Mark Maske of the Washington Post tweeted that a person familiar with negotiations told him a deal "could be this week" but that that wasn't a certainty.
The NFL Network's Albert Breer tweeted that a union source told him that the idea that a deal is done is "absolutely false," but the two sides are "getting closer (and) have made plenty of progress."
Talks resumed in person on the weekend, and continued Monday by phone, with little if any progress reported.
The league and the NFL Referees Association, which represents the locked-out regular officials, had been deadlocked for months on key issues. Numerous reports in recent weeks have said the structure of the refs' pensions is at the heart of the dispute. The league wants to restructure the pensions of all existing officials, and they refuse to agree to this.
Breer reported Wednesday morning that the two sides talked for 17.5 hours on Tuesday. Commissioner Roger Goodell took part.
As well, Breer reported that one of the key remaining issues was resolved by Wednesday morning. The NFL wanted 21 full-time officials added, the union didn't. "Compromise agreed on: 21 guys in developmental program, work w/crews during week, promoted on merit," Breer tweeted.
Those who have been through the process of dotting I's and crossing T's in labour talks also urged caution.
"Having done this before, everyone needs to wait until the ink is dry," tweeted DeMaurice Smith, the executive director of the NFL Players Association.
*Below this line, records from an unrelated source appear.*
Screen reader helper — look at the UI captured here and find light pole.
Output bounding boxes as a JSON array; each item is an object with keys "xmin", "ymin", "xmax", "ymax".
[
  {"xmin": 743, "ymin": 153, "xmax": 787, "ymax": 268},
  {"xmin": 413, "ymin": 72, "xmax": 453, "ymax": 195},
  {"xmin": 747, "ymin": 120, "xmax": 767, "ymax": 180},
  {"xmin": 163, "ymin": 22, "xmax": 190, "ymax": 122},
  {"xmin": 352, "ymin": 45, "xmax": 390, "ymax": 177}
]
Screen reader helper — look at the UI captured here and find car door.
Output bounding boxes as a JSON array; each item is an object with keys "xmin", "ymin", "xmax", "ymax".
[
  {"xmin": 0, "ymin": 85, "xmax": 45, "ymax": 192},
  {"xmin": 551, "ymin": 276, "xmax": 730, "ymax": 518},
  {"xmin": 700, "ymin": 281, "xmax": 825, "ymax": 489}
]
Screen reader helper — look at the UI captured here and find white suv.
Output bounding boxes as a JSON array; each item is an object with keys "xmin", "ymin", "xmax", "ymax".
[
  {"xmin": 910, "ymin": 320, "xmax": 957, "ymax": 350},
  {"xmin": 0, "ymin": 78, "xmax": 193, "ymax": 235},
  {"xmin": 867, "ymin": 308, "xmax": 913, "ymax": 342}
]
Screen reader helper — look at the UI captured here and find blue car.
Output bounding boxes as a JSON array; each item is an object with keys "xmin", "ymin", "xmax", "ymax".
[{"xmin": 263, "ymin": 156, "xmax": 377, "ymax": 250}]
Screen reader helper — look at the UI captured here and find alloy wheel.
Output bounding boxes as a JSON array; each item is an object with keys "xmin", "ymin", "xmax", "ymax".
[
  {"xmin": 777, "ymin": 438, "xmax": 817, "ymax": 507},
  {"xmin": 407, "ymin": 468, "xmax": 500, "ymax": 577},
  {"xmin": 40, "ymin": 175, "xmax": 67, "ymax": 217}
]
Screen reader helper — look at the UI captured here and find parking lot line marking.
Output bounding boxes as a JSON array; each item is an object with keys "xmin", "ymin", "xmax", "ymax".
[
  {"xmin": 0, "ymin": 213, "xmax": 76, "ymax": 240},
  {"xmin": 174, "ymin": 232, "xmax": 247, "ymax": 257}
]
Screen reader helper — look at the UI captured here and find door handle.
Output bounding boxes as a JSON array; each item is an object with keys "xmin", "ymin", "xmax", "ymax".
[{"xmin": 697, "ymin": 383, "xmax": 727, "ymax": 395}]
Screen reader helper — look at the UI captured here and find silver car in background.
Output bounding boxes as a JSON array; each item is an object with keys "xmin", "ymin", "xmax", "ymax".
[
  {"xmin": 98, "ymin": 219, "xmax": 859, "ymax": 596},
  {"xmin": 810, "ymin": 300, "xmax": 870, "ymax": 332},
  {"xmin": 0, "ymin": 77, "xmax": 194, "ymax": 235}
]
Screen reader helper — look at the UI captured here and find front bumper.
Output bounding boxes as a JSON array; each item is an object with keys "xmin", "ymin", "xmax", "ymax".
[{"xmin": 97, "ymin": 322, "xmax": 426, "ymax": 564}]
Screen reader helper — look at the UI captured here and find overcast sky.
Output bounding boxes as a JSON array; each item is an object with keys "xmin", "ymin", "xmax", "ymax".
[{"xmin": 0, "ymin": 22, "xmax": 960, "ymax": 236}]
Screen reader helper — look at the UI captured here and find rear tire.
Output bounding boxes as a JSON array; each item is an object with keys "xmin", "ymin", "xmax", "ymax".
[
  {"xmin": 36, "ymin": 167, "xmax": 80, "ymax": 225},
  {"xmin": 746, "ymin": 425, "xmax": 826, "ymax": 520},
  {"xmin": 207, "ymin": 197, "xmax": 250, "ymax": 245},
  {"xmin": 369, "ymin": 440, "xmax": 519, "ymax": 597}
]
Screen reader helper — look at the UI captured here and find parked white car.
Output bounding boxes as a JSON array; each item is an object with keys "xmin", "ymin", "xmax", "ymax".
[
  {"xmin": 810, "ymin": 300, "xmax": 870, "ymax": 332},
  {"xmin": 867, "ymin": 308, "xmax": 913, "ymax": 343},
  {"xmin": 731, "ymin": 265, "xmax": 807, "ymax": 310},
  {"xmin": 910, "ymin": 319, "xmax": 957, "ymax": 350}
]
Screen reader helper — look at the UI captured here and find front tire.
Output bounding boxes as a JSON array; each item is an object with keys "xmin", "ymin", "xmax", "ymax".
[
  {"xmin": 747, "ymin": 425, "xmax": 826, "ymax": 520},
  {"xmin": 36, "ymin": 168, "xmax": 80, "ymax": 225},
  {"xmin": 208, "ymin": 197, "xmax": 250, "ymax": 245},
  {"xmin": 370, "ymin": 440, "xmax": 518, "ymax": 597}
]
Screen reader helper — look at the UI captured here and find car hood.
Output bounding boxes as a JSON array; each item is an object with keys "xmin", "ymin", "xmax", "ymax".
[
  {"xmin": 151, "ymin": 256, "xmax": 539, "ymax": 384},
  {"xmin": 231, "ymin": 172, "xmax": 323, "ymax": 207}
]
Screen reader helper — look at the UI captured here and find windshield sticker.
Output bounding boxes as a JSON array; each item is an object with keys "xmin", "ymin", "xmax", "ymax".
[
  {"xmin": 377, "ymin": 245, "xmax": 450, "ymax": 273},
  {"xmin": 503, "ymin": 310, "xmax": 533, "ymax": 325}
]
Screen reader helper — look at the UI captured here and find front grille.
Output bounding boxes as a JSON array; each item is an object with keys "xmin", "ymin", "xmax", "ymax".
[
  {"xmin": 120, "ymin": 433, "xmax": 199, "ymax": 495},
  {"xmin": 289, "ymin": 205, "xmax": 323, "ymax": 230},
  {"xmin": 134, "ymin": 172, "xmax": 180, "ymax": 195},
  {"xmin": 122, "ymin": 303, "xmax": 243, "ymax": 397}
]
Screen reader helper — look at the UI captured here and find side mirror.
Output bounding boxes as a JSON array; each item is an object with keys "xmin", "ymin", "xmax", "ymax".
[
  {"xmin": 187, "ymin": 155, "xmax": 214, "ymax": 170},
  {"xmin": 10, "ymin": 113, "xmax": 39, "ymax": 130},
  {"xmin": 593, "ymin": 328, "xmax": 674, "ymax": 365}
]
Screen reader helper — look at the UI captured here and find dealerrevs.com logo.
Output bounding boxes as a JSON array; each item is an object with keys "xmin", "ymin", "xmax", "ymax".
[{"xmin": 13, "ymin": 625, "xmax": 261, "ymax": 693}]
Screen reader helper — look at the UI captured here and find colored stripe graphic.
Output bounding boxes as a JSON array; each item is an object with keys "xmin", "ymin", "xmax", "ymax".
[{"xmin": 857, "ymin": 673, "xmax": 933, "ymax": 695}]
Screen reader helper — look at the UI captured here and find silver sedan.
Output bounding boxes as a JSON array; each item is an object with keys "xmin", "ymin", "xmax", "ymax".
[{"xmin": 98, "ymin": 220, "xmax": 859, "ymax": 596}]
One owner actually went public with comments early Wednesday afternoon about the bitter labour dispute.
Jim Irsay, owner of the Colts, tweeted, "Let's be clear,when our NFL Fans talk,we listen..if you're unhappy,we're unhappy...we're here 2 serve U..everything we do is to please YOU!
"I'll pay $1,00,000,000.00 in Player costs in 7 years...it's not about greed or power mongering..new initiatives 2 improve officiating is key."
Getting the real refs back would be a big step in that direction, now wouldn't it.
Jason LaCanfora of CBSSports.com tweeted that even if a deal is not done imminently, "the day so the replacement refs are numbered."